Playa del Rey, nu een anoniem stuk land in het drukke Los Angeles, was vroeger de plek waar een belangrijk stuk motorsportgeschiedenis zich afspeelde. Eind februari 1910 werd daar begonnen met de bouw van de allereerste houten baan met banking. Gedurende drie jaar was Playa del Rey een plaats voor allerlei raceactiviteiten.

Barney Oldfield

In de jaren na de eeuwwisseling werd coureur Barney Oldfield beroemd door zijn optredens op circuits in en rond Los Angeles. Dit had de aandacht getrokken van Fred Moskovics en Walter Hemple. Zij wilden publiekslieveling Oldfield naar Playa del Rey halen. Dus huurde het duo Jack Prince in. Prince had zich in het verleden al bewezen als bouwer van diverse velodromes: een stadion waar aan baanwielrenwedstrijden worden gehouden. Meestal zijn deze banen met banking en gemaakt van hout. In dat opzicht was het

dan ook niet vreemd dat Prince koos voor een houten constructie voor zijn autoracebaan. In totaal werd er 2 miljoen vierkante meter aan hout in het circuit verwerkt. Ook was er 30 ton aan spijkers nodig om het Playa del Rey Motordrome af te krijgen. De uiteindelijke banking bedroeg 20 graden. De lengte van de baan was 1 mijl (1,61 km).

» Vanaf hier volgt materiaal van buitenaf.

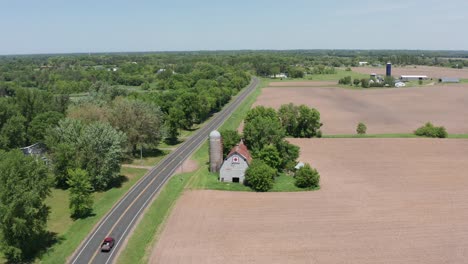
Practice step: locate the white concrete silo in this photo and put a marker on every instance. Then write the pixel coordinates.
(216, 151)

Playa del Rey wordt opgebouwd

Het is misschien wel interessant om te kijken naar de keuze voor Playa del Rey. De gemeente was destijds een hoogstaand juweeltje voor de rijke elite aan de westkust van de Verenigde Staten. Ooit niet meer dan een drassig stuk land, waar wat boerderijen stonden. Dat was tot de Duitse Will Tell er een hutje opende, waar dagreizigers allerlei benodigdheden konden kopen. Hoewel Tell uiteindelijk vertrok, bleef de locatie mensen trekken en met behulp van de ondernemer Moye L. Wicks en de Los Angeles Pacific Railway Company werd Playa del Rey een echt resort.

Dit resort breidde zich langzaam maar zeker uit met een daadwerkelijk hotel, haven en natuurlijk een treinstation. Uiteindelijk werd besloten om ook de Playa del Rey Motordrome aan te leggen. Op 8 april 1910 werd de kombaan geopend. Een race-evenement van maar liefst zeven dagen werd gehouden, met daarbij natuurlijk de onvermijdelijke Oldfield, samen met legendes als Ray Harroun en Ralph de Palma. The New York Times sprak er van dat “all world records for mile tracks and many motordrome marks as well, are likely to be broken.” Oldfield draaide uiteindelijk een rondje van 99 mijl per uur (159 km/u).

Drie mooie jaren

1910 zag Hemple, wie de algemeen manager van het circuit was geworden, nog een groot evenement op zich afkomen. Op 22 en 23 oktober zouden een aantal van de grootste namen in de luchtvaart naar Playa del Rey Motordrome komen om een ‘flying meet’ te houden. Hemple was hier dolenthousiast over, maar was een ding vergeten: hoewel het in het midden van het stadion relatief plat was, was de rest van de baan omgeven door de tribunes en de banking zelf. Het verste wat iemand kon vliegen was ongeveer 300 meter. Lang niet genoeg. Al snel werd besloten om het evenement buiten het motordrome te houden.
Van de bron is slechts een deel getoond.